Tool execution is split:

  • orchestration/gametools/ Generic registry, direct-session shell, resource dispatch, shared catalogs
  • orchestration/daggerhearttools/ Daggerheart-specific mechanics, combat-flow, and read/resource execution

This is intentionally Daggerheart-first, not a generic per-system plugin runtime yet.

Transport and Tests

Transport handlers do four things only: extract caller identity, parse proto requests, call one service method, and map results back to proto.

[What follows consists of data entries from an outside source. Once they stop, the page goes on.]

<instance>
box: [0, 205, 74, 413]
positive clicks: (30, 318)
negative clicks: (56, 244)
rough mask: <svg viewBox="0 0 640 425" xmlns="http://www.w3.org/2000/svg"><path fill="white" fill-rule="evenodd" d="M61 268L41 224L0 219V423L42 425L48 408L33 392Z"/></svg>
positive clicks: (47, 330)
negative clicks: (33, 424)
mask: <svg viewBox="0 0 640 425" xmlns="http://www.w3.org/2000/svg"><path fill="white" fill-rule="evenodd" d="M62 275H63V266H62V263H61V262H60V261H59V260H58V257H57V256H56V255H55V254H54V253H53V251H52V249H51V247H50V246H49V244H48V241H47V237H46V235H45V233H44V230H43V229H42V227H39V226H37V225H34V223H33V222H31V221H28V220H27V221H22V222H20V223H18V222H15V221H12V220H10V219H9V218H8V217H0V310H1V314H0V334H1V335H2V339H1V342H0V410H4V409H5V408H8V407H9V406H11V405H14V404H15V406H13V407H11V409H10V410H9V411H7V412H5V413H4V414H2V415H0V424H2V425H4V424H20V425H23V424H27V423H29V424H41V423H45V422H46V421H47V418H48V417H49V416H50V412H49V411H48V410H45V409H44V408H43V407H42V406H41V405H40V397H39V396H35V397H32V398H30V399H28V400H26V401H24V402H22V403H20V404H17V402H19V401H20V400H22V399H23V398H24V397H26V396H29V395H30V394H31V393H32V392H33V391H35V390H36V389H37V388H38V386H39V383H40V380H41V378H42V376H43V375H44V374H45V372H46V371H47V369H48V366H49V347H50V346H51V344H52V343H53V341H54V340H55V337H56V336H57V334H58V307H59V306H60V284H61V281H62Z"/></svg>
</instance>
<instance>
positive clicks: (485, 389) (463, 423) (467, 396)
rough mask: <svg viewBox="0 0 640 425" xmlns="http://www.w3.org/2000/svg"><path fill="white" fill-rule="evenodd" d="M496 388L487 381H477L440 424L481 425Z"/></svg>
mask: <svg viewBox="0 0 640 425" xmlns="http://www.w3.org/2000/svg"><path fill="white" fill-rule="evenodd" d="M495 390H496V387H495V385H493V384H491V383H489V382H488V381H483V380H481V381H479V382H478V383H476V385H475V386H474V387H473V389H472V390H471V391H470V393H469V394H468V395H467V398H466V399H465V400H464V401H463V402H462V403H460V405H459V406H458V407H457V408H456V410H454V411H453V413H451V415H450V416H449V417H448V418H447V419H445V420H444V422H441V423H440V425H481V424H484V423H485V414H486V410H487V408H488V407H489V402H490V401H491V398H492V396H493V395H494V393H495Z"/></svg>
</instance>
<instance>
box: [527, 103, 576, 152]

Tests are seam-first: package-local tests protect domain/provider/orchestration invariants, service tests protect workflow behavior, and transport tests stay limited to auth extraction, request validation, proto mapping, and handler-owned response shaping.

Extension Rules

To add a new RPC, update api/proto/ai/v1/service.proto, run make proto, add the workflow method in the owning service/*.go, add a thin gRPC handler plus app registration, and put behavioral coverage at the owning seam before adding transport-only handler tests.

To add a new game-system tool, update the appropriate orchestration/gametools/tools_catalog_*.go, keep system-specific execution in the owning system package such as orchestration/daggerhearttools/, register always-on prompt/context sources in the composition root, and update instruction/reference content when the GM behavior contract changes.